Robert Lee Poe (ESR 14) and Soumia Zohra El Mestari (ESR 15) authored “Borders Between Unfair Commercial Practices and Discrimination in Using Data.” Robert and Soumia, having initially investigated algorithmic fairness/discrimination in their Crossroad “Trust in Data Processing and Algorithmic Design,” narrowed the WOPA subject matter to an in-depth analysis of particular fair machine learning strategies used in practice for purportedly ensuring non-discrimination/fairness in automated decision-making systems. The intersection of algorithmic unfairness and non-discrimination law is the focal point of Robert’s Ph.D. research, specifically the legality of using fair machine learning techniques in automated decisions from both a European Union and United States legal perspective (hiring, admissions, loan decisions, etc.). Soumia’s Ph.D. research focuses on the implementation of privacy-preserving techniques as constraints to be enforced to achieve trustworthy processing in complex machine learning pipelines, where she also investigates the gap between data protection legislation and trustworthy machine learning implementations, and how the different components of trustworthiness such as privacy, robustness, and fairness interact.
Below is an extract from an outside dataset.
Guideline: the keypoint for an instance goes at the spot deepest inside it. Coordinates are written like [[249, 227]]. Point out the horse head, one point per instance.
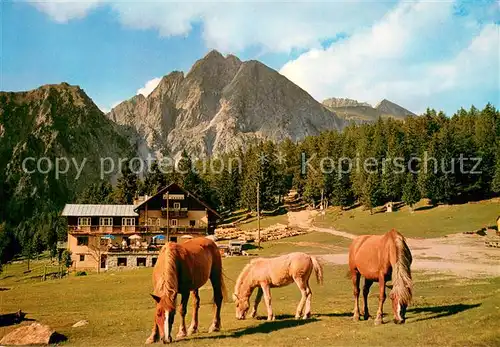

The study of the dynamics of these interactions offers a better understanding of how a trustworthy machine learning pipeline should be implemented, exposed as a service, and interpreted under the different legal instruments. The WOPA focuses on studying one type of those interactions namely: the robustness (measured as accuracy) and fairness (measured as group similarity) and how the focus on one of those two components affects the other under different data distributions. The main contribution of the WOPA is the clarity provided by the conceptual and empirical understanding of the trade-off between statistically accurate outcomes (robust) and group similar outcomes (fair). While that distinction is not a legal one, it has many implications for non-discrimination law, and further research in that direction is needed, with specific suggestions being given in the conclusion of the article.

Abstract of the Working Paper

The definition and implementation of fairness in automated decisions have been extensively studied by the research community. Yet, there hides fallacious reasoning, misleading assertions, and questionable practices at the foundations of the current fair machine learning paradigm. Those flaws are the result of a failure to understand that the trade-off between statistically accurate outcomes and group similar outcomes exists as an independent, external constraint rather than as a subjective manifestation as has been commonly argued. First, we explain that there is only one conception of fairness present in the fair machine learning literature: group similarity of outcomes based on a sensitive attribute where the similarity benefits an underprivileged group. Second, we show that there is, in fact, a trade-off between statistically accurate outcomes and group-similar outcomes in any data set where group disparities exist and that the trade-off presents an existential threat to the equitable, fair machine learning approach. Third, we introduce a proof-of-concept evaluation to aid researchers and designers in understanding the relationship between statistically accurate outcomes and group-similar outcomes. Finally, suggestions for future work aimed at data scientists, legal scholars, and data ethicists that utilize the conceptual and experimental framework described throughout this article are provided.